The Islamabad Highway, used daily by thousands traveling from the garrison city of Rawalpindi into the Pakistani capital, was back to normal Tuesday, with traffic flowing, shops open, and sanitation workers cleaning up the mess left behind by the protesters.

The previously little-known hard-line group Tehreek-i-Labaik Ya Rasool Allah Pakistan (TLY) had virtually paralyzed Islamabad, where there is little in the way of public transporta­tion.

Drivers were forced to go hours out of their way on overcrowde­d, potholed side roads unsuited for heavy traffic.

“Everything clear and moving. Its (sic) good to be back in route,” commuter Nauman Naseer posted on a Facebook traffic updates group.

But joy on the roads was dampened for many Pakistanis by fear that a dangerous precedent has been set.

TLY had demanded the resignatio­n of Pakistan’s Law Minister Zahid Hamid over a small, hastily reversed amendment to the oath election candidates must swear.

The demonstrat­ors had linked the change to blasphemy, a hugely sensitive charge in conservati­ve Muslim Pakistan.

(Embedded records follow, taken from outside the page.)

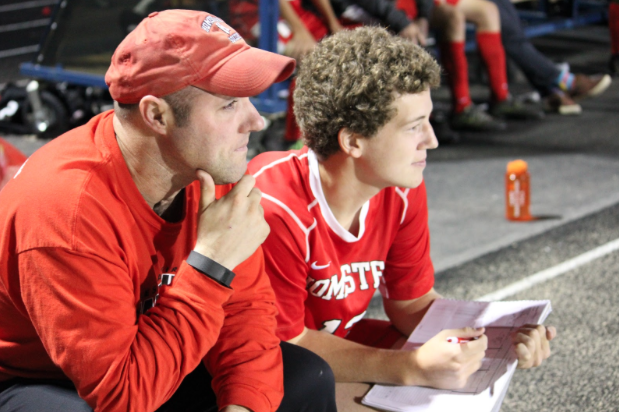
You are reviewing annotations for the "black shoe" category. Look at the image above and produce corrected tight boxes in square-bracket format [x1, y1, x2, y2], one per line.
[451, 104, 507, 132]
[490, 96, 544, 120]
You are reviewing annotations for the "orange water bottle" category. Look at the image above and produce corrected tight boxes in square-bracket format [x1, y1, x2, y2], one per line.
[505, 160, 531, 220]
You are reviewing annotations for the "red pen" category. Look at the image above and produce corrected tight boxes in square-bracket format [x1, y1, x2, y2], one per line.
[447, 336, 479, 343]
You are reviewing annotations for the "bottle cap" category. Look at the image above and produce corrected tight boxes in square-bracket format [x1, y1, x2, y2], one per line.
[507, 159, 528, 174]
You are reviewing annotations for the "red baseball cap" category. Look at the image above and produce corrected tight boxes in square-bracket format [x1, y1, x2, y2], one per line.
[105, 10, 295, 104]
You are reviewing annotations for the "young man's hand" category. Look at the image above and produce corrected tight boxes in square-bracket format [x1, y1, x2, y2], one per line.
[194, 170, 270, 270]
[409, 328, 488, 389]
[512, 325, 557, 369]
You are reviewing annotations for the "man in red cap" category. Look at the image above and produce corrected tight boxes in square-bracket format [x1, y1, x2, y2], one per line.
[0, 10, 335, 412]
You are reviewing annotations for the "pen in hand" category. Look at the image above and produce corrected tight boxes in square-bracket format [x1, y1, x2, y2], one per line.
[447, 336, 479, 343]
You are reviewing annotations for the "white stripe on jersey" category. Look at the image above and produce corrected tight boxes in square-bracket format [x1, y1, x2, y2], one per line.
[254, 153, 307, 177]
[395, 187, 410, 224]
[262, 193, 318, 263]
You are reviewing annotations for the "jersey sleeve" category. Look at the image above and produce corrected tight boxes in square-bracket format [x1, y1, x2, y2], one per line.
[380, 183, 434, 300]
[18, 247, 233, 411]
[205, 248, 284, 412]
[263, 209, 307, 341]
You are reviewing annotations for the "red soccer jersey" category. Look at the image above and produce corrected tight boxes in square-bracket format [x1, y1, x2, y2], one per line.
[249, 148, 434, 340]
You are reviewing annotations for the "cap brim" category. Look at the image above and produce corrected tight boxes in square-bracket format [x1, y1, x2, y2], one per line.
[194, 47, 296, 97]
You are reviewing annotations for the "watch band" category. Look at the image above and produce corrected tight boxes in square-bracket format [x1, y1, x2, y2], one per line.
[187, 250, 236, 288]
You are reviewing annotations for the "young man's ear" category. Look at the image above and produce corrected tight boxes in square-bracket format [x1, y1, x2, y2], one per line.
[337, 127, 363, 159]
[138, 95, 174, 134]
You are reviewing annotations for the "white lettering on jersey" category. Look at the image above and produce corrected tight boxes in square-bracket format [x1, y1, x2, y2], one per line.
[309, 279, 330, 298]
[306, 260, 385, 300]
[13, 159, 28, 179]
[344, 311, 367, 329]
[310, 261, 331, 270]
[351, 262, 370, 290]
[370, 260, 385, 289]
[322, 273, 355, 300]
[320, 319, 342, 334]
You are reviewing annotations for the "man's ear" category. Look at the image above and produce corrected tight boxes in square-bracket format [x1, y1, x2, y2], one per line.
[337, 127, 363, 159]
[138, 95, 174, 134]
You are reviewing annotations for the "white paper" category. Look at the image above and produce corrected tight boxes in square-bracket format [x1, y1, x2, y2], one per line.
[362, 299, 552, 412]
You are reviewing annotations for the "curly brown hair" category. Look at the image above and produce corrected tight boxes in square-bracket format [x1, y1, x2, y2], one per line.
[294, 27, 440, 159]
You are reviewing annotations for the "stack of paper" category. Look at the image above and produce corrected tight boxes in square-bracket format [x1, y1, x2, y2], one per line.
[362, 299, 552, 412]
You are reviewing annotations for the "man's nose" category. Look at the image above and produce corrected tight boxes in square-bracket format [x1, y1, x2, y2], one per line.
[242, 97, 264, 133]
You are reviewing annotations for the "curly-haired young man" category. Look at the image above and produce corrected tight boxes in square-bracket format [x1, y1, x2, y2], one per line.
[249, 27, 556, 411]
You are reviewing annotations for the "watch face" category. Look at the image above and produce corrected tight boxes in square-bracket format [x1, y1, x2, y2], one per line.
[187, 251, 235, 287]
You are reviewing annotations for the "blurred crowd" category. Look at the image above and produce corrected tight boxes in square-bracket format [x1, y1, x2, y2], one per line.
[279, 0, 619, 142]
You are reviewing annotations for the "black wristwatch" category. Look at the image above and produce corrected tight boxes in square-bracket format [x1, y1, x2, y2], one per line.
[187, 250, 236, 288]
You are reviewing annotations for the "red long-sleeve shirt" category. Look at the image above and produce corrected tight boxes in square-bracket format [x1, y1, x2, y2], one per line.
[0, 112, 283, 412]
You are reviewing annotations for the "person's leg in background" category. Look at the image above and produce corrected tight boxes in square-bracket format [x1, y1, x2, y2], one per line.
[490, 0, 610, 114]
[430, 2, 505, 131]
[457, 0, 543, 120]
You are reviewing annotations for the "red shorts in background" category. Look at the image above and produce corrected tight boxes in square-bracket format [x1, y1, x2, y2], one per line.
[346, 319, 408, 349]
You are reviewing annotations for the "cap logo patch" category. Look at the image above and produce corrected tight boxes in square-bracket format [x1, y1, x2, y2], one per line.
[202, 16, 230, 34]
[202, 16, 241, 43]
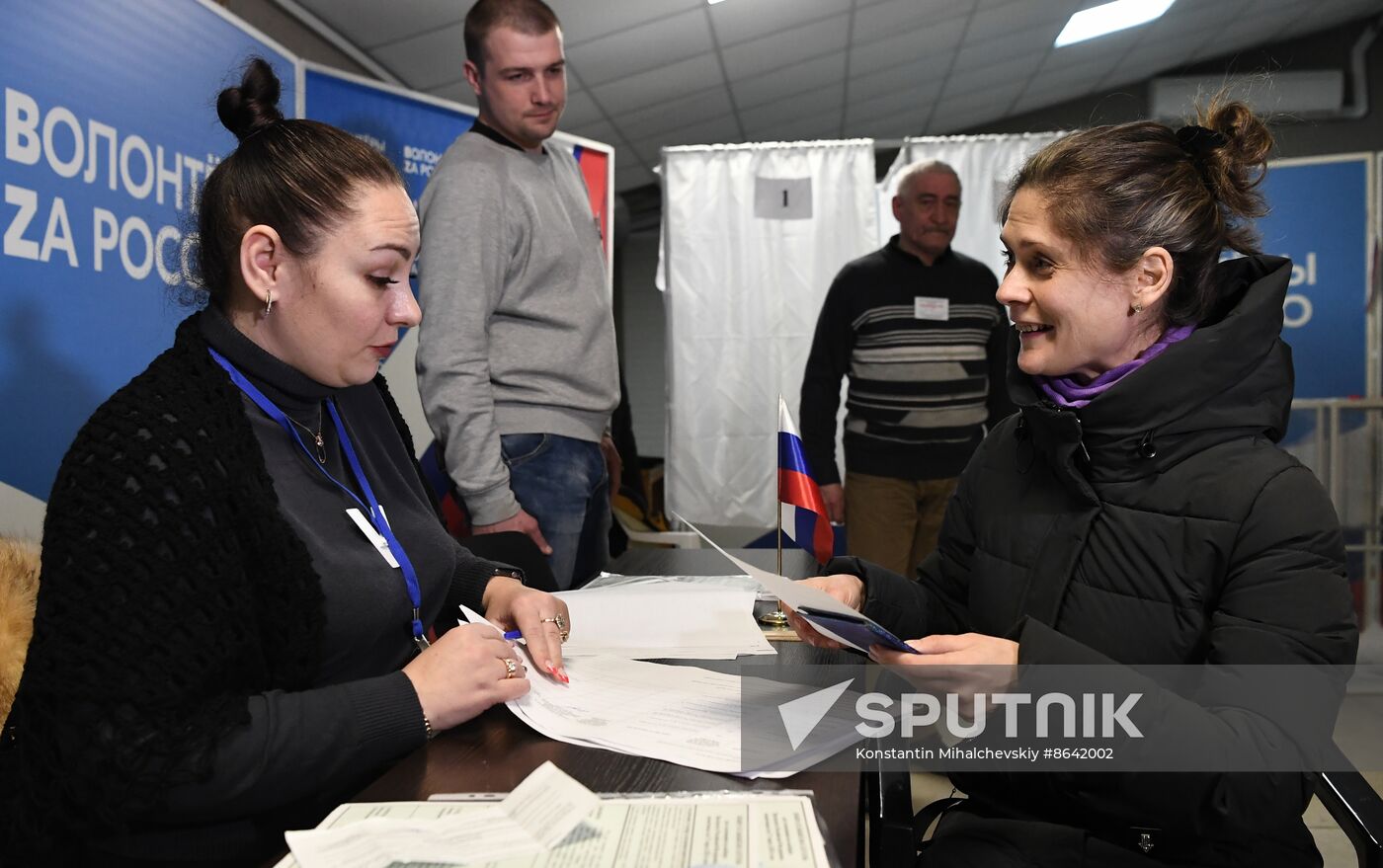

The government was forced to seek help from the military — widely seen as the country’s most powerful institutio­n — after a bungled attempt to clear the sitin over the weekend devolved into deadly violence and ignited fresh protests in cities across the country including Lahore and Karachi.

The law minister resigned on Monday, with protest leaders saying the government would meet all their demands in a deal the army helped broker.

“It is a surrender so abject that the mind is numb and the heart sinks,” wrote the country’s leading English newspaper Dawn in a blistering editorial on the deal titled “Capitulati­on.”

“Something profound changed in the country yesterday and the reverberat­ions will be felt for a long time.”

But Daily Jang, the country’s largest Urdu-language newspaper, praised the outcome and role of the military — especially army chief Gen. Qamar Javed Bajwa — in ending the protest.